L’attacco in Nuova Zelanda segna un punto di svolta nella narrazione degli attacchi da parte di estremisti. Per la prima volta si assiste all’uso strumentale dei social, con una diretta su Facebook prima e durante la prima sparatoria oltre alla pubblicazione di un manifesto, “The Great replacement”. Inoltre, sulle armi usate da Tarrant venivano riportati nomi di eventi o persone che hanno combattuto contro i musulmani, tra cui veniva riportato anche il nome di Luca Traini, il che riporta una certa interconnessione tra gli attacchi e il network di estrema destra.
Fonte: https://www.bbc.com/news/world-asia-47582183
- Londra
Appena un giorno dopo l’evento di Christchurch in Nuova Zelanda, Vincent Fuller, un uomo inglese di cinquant’anni, vagando in mezzo alla strada alla ricerca di un bersaglio con una mazza da baseball e armato di coltello, ha colpito un diciannovenne di origine bulgara, il quale si trovava all’interno della propria vettura. In preda al momento di rabbia, Fuller avrebbe urlato frasi contro i musulmani, affermando di volerli uccidere e dichiarandosi a favore di un “governo dei suprematisti bianchi”. Successivamente all’arresto di Fuller, si accertò uno stato confusionale derivato dall’uso di alcol e droghe e la presenza nel suo telefono del video dell’attacco di Christchurch, che avrebbe rappresentato l’eroe da emulare.
Fonte: https://www.bbc.com/news/uk-england-surrey-49652977
- Poway
Nell’aprile del 2019 in California, un diciannovenne, già noto alle forze dell’ordine statunitensi per essere responsabile di aver appiccato solo un mese prima un incendio in una moschea, entrò in una sinagoga sparando sui presenti provocando un morto e tre feriti.
John T. Earnest ha ammesso la propria colpevolezza, confermando di aver perpetrato crimini d’odio sia contro ebrei che musulmani e dovendo far fronte ad una pena di oltre 30 anni.
Anche nel caso di Earnest sembra esserci un collegamento con i movimenti di estrema destra, avendo trovato – anche in questo caso – dei manifesti ricchi di affermazioni in cui si afferma la volontà di voler uccidere ebrei e musulmani, emulando gli esempi di Pittsburgh e Christchurch.
Fonte: https://edition.cnn.com/2021/09/18/us/poway-synagogue-attack-verdict/index.html
- Hessen
Il 2 giugno 2019 a Kassel, nella regione di Hessen, è stato trovato morto nella propria abitazione il presidente del distretto, Walter Lübcke.

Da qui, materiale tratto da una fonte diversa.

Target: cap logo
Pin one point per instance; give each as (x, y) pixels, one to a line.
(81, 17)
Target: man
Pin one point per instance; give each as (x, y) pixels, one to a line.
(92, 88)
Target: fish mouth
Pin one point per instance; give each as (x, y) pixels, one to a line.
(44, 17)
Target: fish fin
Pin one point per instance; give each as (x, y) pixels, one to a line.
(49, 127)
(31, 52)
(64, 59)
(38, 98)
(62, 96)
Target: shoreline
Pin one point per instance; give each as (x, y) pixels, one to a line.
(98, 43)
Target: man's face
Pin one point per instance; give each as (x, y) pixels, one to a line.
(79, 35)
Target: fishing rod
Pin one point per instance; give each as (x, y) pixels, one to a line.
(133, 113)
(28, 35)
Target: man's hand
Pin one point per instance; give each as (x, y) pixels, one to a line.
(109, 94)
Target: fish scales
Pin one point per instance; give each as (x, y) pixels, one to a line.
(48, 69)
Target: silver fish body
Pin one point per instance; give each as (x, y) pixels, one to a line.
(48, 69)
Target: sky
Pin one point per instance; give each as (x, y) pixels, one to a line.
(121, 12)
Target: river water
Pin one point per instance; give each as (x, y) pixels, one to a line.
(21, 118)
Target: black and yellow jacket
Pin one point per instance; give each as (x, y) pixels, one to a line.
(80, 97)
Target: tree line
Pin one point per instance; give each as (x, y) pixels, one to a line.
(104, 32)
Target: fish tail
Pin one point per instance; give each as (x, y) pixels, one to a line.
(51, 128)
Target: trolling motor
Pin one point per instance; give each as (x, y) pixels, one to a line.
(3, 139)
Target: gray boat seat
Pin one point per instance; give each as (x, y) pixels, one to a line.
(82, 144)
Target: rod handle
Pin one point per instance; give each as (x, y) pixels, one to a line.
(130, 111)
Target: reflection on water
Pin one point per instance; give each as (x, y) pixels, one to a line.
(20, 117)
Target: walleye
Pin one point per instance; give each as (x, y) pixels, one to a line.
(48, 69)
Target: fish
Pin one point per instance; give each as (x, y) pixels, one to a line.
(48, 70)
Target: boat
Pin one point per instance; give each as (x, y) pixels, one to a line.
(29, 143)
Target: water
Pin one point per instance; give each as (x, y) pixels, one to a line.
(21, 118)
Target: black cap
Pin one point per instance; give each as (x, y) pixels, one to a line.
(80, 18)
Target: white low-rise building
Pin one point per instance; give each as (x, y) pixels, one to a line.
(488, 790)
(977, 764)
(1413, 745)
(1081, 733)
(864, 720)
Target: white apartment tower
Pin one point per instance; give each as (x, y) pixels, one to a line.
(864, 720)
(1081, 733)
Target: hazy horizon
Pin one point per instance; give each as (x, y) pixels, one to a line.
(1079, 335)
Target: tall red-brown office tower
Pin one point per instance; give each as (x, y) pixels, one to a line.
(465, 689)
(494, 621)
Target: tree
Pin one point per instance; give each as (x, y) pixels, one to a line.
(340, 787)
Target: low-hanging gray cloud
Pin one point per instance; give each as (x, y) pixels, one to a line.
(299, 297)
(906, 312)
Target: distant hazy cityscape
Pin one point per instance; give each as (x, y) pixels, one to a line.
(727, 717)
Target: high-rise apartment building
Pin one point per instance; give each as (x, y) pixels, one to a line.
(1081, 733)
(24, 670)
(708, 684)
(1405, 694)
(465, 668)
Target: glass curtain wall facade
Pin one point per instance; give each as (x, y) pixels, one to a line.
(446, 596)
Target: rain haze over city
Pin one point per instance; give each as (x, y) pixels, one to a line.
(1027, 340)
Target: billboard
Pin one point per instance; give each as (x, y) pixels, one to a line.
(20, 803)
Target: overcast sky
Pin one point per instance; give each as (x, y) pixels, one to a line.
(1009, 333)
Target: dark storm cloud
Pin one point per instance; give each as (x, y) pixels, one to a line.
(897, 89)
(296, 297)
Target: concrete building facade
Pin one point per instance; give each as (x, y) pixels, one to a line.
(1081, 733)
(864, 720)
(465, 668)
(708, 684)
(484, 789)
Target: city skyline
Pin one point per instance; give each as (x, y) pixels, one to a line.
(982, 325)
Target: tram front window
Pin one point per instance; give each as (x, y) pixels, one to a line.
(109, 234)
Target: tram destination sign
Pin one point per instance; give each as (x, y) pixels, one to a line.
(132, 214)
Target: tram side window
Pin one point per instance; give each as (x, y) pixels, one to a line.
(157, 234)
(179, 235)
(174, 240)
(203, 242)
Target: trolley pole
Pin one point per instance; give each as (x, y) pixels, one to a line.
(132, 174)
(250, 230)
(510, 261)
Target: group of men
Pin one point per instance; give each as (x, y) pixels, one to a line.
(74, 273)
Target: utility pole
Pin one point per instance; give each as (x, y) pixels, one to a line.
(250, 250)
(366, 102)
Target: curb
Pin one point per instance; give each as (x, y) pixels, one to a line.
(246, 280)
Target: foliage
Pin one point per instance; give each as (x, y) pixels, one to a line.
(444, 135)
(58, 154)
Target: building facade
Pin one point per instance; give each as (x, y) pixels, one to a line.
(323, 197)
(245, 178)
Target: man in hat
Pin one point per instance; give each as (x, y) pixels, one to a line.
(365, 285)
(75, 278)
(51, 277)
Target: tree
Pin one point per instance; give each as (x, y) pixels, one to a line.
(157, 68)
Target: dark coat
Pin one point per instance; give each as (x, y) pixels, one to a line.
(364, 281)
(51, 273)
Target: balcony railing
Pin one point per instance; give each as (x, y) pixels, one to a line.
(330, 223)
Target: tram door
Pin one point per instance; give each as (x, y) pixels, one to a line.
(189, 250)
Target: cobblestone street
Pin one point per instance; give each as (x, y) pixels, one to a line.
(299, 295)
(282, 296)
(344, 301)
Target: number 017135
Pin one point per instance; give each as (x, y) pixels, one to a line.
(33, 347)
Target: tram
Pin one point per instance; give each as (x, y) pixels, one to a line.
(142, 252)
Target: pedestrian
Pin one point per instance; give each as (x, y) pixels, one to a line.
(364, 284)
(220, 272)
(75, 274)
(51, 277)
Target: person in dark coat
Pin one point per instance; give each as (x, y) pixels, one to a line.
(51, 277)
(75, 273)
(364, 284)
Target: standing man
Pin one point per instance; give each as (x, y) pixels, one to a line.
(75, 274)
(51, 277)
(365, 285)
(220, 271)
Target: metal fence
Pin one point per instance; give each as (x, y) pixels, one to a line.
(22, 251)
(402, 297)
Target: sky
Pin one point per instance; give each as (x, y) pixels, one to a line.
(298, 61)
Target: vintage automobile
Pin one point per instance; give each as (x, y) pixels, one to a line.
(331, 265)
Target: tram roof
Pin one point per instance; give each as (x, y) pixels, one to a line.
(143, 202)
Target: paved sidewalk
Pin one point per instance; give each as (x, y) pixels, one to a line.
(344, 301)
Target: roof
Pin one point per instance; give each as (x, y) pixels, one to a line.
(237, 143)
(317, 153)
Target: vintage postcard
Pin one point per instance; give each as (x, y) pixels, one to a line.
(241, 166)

Secondo le ricostruzioni, Stephan Ernst si sarebbe introdotto in casa passando dal terrazzo, dove è stato trovato il corpo del deputato a cui avrebbe sparato un colpo in testa. Ben due settimane dopo l’uccisione sarebbe stato arrestato confessando l’accaduto per poi ritrattare e accusare il suo complice. Ad oggi, Ernst si trova in carcere per scontare una condanna a vita per aver ucciso il deputato con scopi politici.
Infatti, il motivo dietro l’uccisione di Lübcke sarebbe da ricondurre alla sua campagna politica a favore dei migranti, avendo promesso di accogliere rifugiati siriani nel distretto.
Inoltre, tre anni prima del gesto estremo ai danni del politico tedesco, Ernst avrebbe tentato di uccidere un rifugiato iracheno, facendo emergere una serie di attacchi contro persone di origine araba e turca e un collegamento all’estremismo di destra sin da quando aveva 15 anni.
*L’evento viene inserito nell’elenco di attacchi compiuti da estremisti di destra del TESAT 2020 anche se si sottolinea che, in Germania, l’evento non è stato considerato come terrorismo.
Fonte: https://www.dw.com/en/neo-nazi-convicted-of-german-politicians-murder/a-56366905
- El Paso
Nell’agosto del 2019, nuovamente negli Stati Uniti, in una sparatoria all’interno di un supermercato Walmart rimasero ferite una ventina di persone e altrettante morirono per mano di un estremista di destra, Patrick Crusius.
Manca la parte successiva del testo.